Hi,
What about the DAG can you send that as well? From the resulting
"write" call?
On Wed, Nov 1, 2017 at 5:44 AM, אורן שמון wrote:
> The version is 2.2.0 .
> The code for the write is :
> sortedApiRequestLogsDataSet.write
> .bucketBy(numberOfBuckets, "userId")
> .mode(SaveMode.Overwrite)
> .format("parquet")
> .option("path", outputPath + "/")
> .option("compression", "snappy")
> .saveAsTable("sorted_api_logs")
>
> And code for the read :
> val df = sparkSession.read.parquet(path).toDF()
>
> The read code run on other cluster than the write .
>
>
>
>
> On Tue, Oct 31, 2017 at 7:02 PM Michael Artz
> wrote:
>
>> What version of spark? Do you have code sample?

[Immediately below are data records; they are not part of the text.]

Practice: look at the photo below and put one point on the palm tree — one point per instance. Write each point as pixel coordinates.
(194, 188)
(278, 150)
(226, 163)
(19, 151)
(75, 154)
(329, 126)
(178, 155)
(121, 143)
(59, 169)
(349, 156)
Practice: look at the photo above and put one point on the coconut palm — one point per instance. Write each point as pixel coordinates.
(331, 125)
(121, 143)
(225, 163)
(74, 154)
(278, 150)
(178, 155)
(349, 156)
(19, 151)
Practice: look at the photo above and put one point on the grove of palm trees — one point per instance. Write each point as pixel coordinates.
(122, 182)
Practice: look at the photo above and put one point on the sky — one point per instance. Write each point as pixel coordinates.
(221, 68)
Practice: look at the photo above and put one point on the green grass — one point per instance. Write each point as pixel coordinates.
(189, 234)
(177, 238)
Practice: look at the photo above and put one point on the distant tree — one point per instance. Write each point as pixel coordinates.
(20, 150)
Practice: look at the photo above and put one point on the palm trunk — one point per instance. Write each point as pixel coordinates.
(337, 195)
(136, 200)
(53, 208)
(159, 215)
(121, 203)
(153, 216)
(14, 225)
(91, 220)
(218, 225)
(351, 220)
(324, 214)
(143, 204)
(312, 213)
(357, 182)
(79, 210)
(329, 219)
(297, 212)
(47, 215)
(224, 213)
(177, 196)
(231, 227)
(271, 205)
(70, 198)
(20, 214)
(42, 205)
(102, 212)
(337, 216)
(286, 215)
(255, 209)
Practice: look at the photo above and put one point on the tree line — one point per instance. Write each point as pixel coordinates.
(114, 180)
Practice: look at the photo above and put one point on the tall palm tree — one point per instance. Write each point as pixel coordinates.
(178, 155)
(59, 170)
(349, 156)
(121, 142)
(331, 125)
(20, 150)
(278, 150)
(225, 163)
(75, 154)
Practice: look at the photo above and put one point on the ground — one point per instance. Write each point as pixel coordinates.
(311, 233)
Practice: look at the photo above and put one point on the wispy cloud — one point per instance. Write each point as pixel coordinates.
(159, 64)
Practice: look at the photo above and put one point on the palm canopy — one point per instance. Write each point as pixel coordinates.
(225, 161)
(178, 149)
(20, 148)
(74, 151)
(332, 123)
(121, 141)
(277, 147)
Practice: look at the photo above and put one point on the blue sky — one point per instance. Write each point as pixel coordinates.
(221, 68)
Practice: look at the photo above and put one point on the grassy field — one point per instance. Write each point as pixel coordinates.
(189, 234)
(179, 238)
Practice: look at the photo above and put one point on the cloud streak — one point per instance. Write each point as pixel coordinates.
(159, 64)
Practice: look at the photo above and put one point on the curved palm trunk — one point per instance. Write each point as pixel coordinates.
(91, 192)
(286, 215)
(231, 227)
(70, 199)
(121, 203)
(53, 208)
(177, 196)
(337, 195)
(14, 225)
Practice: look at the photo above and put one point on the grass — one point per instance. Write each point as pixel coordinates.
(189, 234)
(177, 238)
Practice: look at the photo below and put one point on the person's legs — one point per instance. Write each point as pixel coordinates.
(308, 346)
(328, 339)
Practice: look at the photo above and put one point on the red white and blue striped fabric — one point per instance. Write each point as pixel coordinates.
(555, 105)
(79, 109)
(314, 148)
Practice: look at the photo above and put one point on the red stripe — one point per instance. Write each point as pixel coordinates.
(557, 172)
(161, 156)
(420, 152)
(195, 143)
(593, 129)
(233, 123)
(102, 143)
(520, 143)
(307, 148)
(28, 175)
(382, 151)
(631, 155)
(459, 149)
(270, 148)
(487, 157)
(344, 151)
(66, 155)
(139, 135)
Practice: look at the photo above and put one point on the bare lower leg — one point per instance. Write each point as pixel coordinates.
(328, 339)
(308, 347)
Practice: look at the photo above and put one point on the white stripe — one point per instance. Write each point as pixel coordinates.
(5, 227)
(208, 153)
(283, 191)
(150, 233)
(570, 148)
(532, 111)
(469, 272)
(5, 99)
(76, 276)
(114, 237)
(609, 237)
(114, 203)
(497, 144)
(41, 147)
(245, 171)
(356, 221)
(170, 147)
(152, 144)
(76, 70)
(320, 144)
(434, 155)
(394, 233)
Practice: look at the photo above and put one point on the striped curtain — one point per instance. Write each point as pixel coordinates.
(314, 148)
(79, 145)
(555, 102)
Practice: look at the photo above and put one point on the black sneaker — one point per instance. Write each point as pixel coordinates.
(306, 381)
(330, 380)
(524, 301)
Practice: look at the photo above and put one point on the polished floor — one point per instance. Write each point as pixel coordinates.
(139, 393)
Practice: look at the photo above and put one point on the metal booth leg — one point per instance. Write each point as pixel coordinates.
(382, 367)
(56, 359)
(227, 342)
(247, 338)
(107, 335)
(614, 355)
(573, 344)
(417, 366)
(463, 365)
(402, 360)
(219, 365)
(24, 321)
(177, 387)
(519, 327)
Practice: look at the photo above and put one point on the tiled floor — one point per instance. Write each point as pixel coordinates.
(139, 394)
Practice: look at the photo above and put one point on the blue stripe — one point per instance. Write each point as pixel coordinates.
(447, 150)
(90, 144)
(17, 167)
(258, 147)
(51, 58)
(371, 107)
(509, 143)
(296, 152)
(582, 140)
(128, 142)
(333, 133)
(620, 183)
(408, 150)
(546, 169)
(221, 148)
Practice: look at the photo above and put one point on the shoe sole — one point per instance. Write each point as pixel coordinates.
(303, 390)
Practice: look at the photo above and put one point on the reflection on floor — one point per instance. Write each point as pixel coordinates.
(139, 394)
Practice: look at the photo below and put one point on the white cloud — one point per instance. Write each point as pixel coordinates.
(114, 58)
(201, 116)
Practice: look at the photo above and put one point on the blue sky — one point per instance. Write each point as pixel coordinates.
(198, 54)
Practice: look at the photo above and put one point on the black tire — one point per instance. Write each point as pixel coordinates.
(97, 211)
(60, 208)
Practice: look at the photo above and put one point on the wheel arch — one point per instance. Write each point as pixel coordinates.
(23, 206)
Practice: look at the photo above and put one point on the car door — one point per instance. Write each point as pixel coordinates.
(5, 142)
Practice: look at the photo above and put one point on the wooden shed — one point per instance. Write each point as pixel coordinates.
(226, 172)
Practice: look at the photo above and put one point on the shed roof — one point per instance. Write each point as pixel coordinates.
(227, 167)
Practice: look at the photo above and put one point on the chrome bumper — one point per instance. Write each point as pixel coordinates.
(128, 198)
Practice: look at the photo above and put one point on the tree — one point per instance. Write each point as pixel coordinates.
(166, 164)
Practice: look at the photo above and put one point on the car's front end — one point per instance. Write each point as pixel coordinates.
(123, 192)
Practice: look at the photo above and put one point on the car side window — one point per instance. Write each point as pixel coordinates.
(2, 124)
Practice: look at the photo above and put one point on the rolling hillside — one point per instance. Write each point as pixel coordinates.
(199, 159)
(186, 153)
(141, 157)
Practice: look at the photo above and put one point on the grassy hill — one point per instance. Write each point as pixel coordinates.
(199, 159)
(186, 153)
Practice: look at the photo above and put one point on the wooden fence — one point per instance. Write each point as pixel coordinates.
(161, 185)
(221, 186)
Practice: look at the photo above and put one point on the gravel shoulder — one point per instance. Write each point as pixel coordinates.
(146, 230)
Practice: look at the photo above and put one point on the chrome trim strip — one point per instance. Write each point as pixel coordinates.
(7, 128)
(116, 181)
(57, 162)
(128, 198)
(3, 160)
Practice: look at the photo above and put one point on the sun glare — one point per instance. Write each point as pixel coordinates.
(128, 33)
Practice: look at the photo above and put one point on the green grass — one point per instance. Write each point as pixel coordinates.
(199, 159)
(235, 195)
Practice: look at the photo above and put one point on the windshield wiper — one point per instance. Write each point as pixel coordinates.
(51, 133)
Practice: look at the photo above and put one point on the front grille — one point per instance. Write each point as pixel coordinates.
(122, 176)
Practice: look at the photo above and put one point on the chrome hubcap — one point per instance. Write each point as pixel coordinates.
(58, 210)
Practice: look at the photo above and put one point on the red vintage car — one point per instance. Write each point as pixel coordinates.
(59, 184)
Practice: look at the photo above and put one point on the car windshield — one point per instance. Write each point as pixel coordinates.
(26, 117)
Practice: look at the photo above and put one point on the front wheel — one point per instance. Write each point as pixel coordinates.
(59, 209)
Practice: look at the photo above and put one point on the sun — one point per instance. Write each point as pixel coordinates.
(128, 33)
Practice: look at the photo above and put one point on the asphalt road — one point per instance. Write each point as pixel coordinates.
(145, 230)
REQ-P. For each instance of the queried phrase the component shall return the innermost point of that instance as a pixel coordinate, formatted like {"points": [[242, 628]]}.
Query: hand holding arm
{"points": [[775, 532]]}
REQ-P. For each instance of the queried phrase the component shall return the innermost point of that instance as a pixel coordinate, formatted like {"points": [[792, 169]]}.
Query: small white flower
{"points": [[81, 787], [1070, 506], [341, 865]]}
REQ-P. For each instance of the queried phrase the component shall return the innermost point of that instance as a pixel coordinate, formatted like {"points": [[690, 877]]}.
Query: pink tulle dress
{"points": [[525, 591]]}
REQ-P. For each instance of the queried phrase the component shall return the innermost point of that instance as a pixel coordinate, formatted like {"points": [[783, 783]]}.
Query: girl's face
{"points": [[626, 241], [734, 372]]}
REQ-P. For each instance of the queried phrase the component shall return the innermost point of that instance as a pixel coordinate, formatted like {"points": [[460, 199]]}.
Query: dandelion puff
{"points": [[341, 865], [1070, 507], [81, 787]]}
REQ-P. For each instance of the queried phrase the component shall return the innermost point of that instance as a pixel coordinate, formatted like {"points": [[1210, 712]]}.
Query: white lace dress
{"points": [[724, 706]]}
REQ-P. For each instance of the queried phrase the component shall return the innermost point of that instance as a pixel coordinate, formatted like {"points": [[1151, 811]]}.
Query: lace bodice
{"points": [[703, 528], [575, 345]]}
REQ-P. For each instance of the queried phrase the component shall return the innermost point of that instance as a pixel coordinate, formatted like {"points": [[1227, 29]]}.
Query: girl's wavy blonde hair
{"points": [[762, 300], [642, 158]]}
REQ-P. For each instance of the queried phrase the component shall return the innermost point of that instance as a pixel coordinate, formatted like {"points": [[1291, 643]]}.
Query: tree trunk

Screen shot of the DAG
>> or the printout from .explain?
>>
>> On Tue, Oct 31, 2017 at 11:01 AM, אורן שמון
>> wrote:
>>
>>> Hi all,
>>> I have Parquet files as result from some job , the job saved them in
>>> bucket mode by userId . How can I read the files in bucket mode in another
>>> job ? I tried to read it but it didnt bucket the data (same user in same
>>> partition)
>>>
>>
>>